All of the above also work for finding great deals on toys, books or puzzles that will be attractive to Primo as he moves into new developmental stages too.

This may seem time consuming, and it felt that way in the beginning, but it has become second nature and part of my routine.  It has paid off, in that as Primo grows I am always ready with new clothes for him.  I don't have to go out and buy a new wardrobe at full price (which is what I did in the early sleep deprived days when he was growing so quickly), and he has great quality and good looking clothes all the time for at least half the cost.

As much as I hate to think of Primo leaving our home and family I feel good knowing that he will leave here with everything he needs in his new home.

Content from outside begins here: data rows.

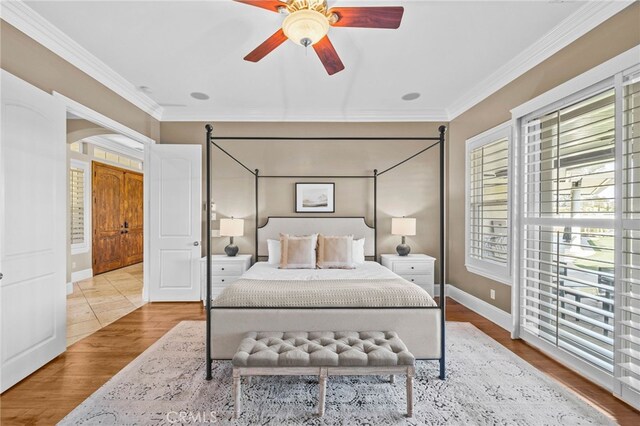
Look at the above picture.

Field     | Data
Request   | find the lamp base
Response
[396,244,411,256]
[224,244,239,256]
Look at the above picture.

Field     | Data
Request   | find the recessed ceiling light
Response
[191,92,209,101]
[402,92,420,101]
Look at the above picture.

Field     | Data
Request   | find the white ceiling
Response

That wherever he goes there will be some relief of the financial burden of providing for him in that new home and that having his own things will make his transition easier for all involved, especially Primo.

I should add that I do remove all tags and launder Primo's future wardrobes too.  I do this to remove the temptation that may occur, when looking at a large amount of brand new clothing, to sell the clothing for money for other things.


Friday, July 13, 2012

Back to life, back to reality...

We spent an absolutely lovely two weeks on vacation last month.  Primo's parents graciously signed the papers allowing us to take him out of state.

Our vacation was just a wee bit less relaxing with Primo along, but he LOVED it.  He thrives on new experiences and there was so much 'new' to be had during our travels, we hit the ocean and the mountains and lakes!

I was willing to trade a little of my own relaxation so that Primo did not have to spend two weeks with strangers in respite care.

Time away was just what our family needed during this summer, which I have to say, feels like the busiest summer I have ever experience since having children.

The surprise for me was the realization of how sweet two weeks away from "the system" would feel.  In fact I didn't even appreciate the lower stress levels until I took Primo for his first post vacation visit.

At that visit I was slammed with all the drama and uncertainty of foster care.  I am not sure how to stay out of the vicious cycle of gossip and third hand news that characterizes this case?  These things along with having no contact with Primo's DH$ worker leads me to often feel anxious and exhausted after visits.

What do YOU do to relieve the stress of the uncertainty of your children's future and visit fall out?